Tres fallos recurren cada vez que la iglesia pierde su disciplina con la tipología.

  1. Alegorizar cada detalle. Orígenes leyendo el color de las cortinas como virtudes morales, los predicadores medievales hallando siete sacramentos escondidos en los siete escalones del templo de Salomón, los maestros modernos extrayendo tipos de personalidad de los personajes bíblicos — todos son el mismo error. Minar detalles más allá de lo que la Escritura misma autoriza convierte la exégesis sana en fantasía devocional.
  2. Forzar tipos. Donde el Nuevo Testamento calla, se requiere mesura. El Antiguo Testamento abunda en patrones; no todo patrón es un tipo. La línea es si Dios mismo, por medio de escritores inspirados posteriores, ratificó la correspondencia.
  3. Tratar la tipología como decorativa. Este es el error moderno. Los comentarios convencionales notarán que a Cristo se le «llama el Cordero» y seguirán adelante como si fuera un adorno literario. Pero el tipo no es ornamento — es teología sustantiva. La Pascua enseña la cruz. El santuario enseña la expiación. Quita la tipología y tienes una Biblia sin arquitectura.

Cierre

La tipología es el método por el cual Dios enseñó a Israel el evangelio durante dos mil años. Les dio sombras vivientes para que, cuando llegara la Sustancia, Su pueblo pudiera reconocerle. Las profecías de Daniel son matemáticas porque el calendario de Israel era un ensayo preparado. La cruz es inteligible porque la Pascua se había predicado cada primavera por cuarenta generaciones. El ministerio celestial de Cristo es preciso porque el Yom Kipur era su modelo.

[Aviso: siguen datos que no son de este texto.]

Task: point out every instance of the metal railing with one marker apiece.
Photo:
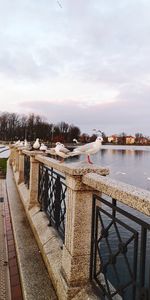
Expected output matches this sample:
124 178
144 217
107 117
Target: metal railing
27 170
52 197
120 251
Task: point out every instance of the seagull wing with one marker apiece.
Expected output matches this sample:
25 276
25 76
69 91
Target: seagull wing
64 150
84 148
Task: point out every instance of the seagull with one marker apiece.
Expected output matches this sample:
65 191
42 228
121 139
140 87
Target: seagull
21 144
90 148
43 147
26 143
62 151
17 143
75 140
59 4
36 144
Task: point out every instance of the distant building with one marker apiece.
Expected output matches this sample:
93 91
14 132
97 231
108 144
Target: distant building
130 139
143 140
113 139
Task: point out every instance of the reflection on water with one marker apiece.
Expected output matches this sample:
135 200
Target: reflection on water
127 165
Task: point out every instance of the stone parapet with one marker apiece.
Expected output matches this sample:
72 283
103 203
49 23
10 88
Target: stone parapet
73 169
132 196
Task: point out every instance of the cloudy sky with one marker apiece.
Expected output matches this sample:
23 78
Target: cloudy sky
86 62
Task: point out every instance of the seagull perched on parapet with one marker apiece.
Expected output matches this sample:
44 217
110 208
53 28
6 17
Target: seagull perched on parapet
90 148
75 140
36 144
62 151
17 143
43 147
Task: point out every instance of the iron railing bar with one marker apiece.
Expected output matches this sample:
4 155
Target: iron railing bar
114 203
143 256
109 248
126 259
117 220
135 264
95 246
125 213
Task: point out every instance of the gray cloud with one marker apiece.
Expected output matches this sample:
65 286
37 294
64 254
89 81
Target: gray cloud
127 116
93 42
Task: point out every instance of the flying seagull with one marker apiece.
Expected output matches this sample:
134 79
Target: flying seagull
87 149
62 151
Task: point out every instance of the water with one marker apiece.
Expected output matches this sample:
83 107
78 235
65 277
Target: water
129 164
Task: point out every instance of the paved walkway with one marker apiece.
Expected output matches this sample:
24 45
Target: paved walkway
35 281
10 287
4 274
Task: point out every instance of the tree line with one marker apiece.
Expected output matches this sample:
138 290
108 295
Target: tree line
15 127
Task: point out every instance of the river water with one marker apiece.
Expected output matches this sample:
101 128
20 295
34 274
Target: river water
130 164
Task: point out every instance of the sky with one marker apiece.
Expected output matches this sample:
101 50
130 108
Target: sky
85 62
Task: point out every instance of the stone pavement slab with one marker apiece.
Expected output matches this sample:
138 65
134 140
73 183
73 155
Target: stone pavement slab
35 280
4 269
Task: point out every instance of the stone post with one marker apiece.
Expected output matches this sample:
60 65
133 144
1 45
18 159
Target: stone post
12 155
34 180
77 246
75 263
16 160
21 167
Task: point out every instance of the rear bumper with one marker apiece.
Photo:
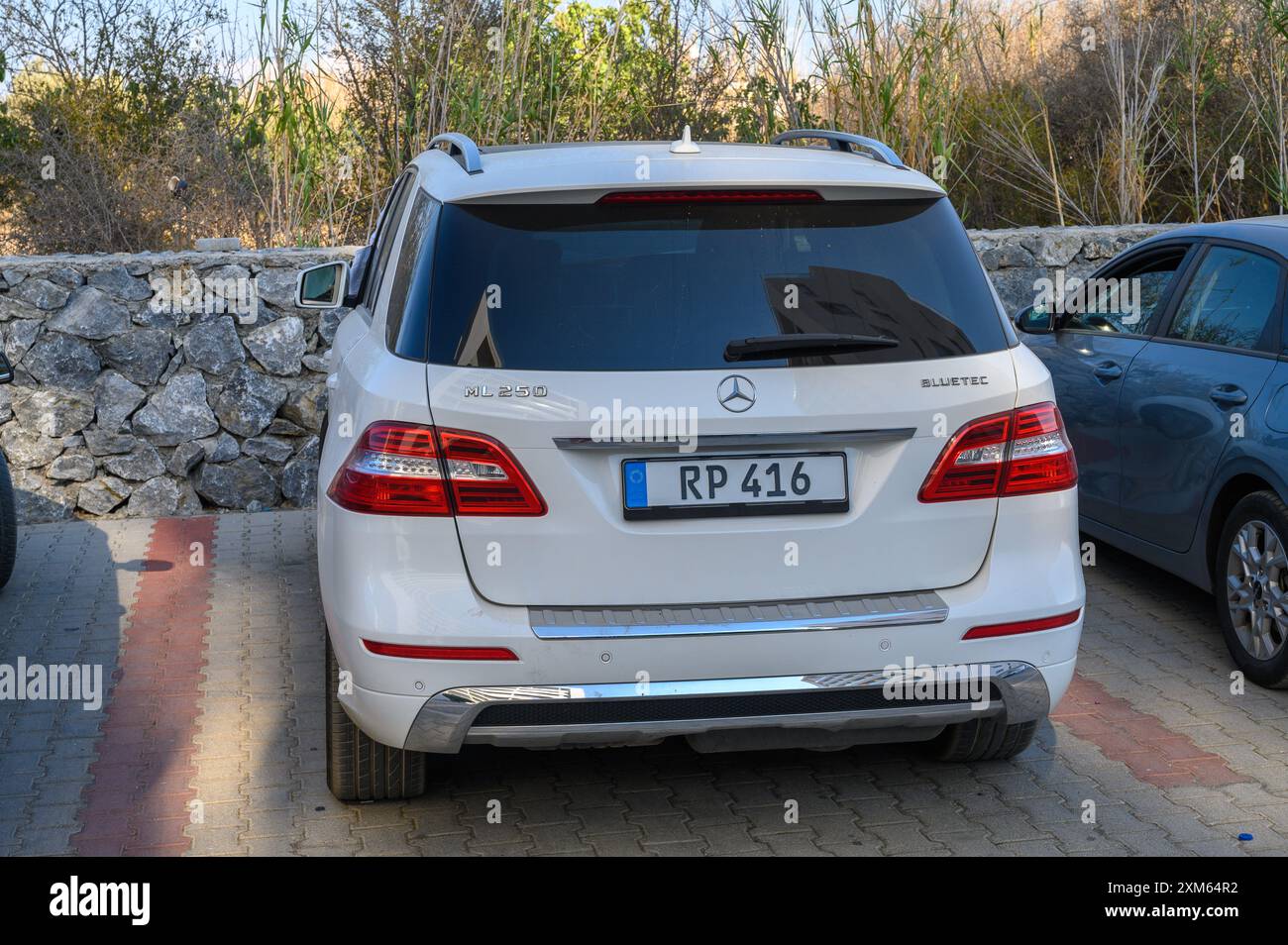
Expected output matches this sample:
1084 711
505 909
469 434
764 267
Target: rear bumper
398 579
630 713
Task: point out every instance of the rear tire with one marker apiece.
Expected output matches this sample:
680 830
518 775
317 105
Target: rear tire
357 766
8 524
1249 582
983 739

Leer la Biblia sin tipología es leer un guion con las acotaciones de escena faltantes. Los actores van y vienen, las líneas se pronuncian, pero la arquitectura de la escena es invisible. Leer la Biblia con tipología es ver lo que Dios estaba haciendo todo el tiempo — el mismo evangelio, contado primero en sombra, luego en sustancia, por la misma mano.

Texto fundamental

«Los cuales sirven de bosquejo y sombra de las cosas celestiales, como fué respondido á Moisés cuando había de acabar el tabernáculo: Mira, dijo, haz todas las cosas conforme al dechado que te ha sido mostrado en el monte.»